Salon I by Otto Dix | my daily art display
Today I am looking at a painting by an artist whose work has frequently shocked the public. His art often focused on the First World War and the aftermath of it on the people of Germany. It was not his intention to shock people with what was depicted in his paintings. It was simply his intention to tell the truth through his art and ensure that people would not ever forget the price citizens had to pay when their governments took them to war. Of his controversial paintings, he said:
“I’m not that obsessed with making representations of ugliness. Everything I’ve seen is beautiful.”
“I did not paint war pictures in order to prevent war. I would never have been so arrogant. I painted them to exorcise the experience of war.”
“People were already beginning to forget, what horrible suffering the war had brought them. I did not want to cause fear and panic, but to let people know how dreadful war is and so to stimulate people’s powers of resistance.”
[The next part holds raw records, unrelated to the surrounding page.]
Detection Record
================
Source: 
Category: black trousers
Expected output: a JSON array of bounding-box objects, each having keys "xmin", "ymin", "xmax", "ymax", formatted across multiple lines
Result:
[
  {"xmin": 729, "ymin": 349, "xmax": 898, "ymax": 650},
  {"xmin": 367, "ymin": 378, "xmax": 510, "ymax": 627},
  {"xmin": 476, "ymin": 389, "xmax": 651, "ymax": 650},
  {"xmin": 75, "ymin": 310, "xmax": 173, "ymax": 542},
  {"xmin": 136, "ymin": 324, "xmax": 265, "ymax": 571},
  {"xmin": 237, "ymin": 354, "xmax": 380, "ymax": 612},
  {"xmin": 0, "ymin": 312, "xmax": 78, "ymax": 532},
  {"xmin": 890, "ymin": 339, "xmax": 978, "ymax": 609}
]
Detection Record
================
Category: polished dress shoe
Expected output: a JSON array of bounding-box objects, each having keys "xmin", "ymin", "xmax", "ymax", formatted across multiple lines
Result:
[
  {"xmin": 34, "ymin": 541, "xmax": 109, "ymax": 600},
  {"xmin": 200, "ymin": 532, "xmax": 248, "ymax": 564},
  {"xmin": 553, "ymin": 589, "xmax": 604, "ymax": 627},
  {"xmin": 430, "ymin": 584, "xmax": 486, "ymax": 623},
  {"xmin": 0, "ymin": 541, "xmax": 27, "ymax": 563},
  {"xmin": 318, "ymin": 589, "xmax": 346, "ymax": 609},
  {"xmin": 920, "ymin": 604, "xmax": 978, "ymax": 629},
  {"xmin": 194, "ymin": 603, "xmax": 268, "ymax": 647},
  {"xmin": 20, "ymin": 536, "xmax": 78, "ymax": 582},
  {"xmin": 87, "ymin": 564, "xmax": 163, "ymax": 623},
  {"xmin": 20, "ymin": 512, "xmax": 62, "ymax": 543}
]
World War I broke out in 1914 and Otto Dix enthusiastically enrolled in the German army. His first assignment, as a non-commissioned officer, was to join up with a field artillery regiment in Dresden. In the autumn of 1915 he was assigned as a non-commissioned officer of a machine-gun unit in the Western front and took part of the Battle of the Somme. He was seriously wounded on a number of occasions. In 1917, his unit was transferred to the Eastern front where he remained until the end of hostilities with Russia. He then returned with his regiment to the western front and took part in the German Spring offensive. He earned the Iron Cross second class for valour and reached the rank of vice-sergeant-major. By the end of the conflict, he had been wounded on five separate occasions. Dix was horrified and very much affected by the horrific sights he had witnessed during the four years of the war and these visions caused him to have many persisting nightmares well after the end of hostilities.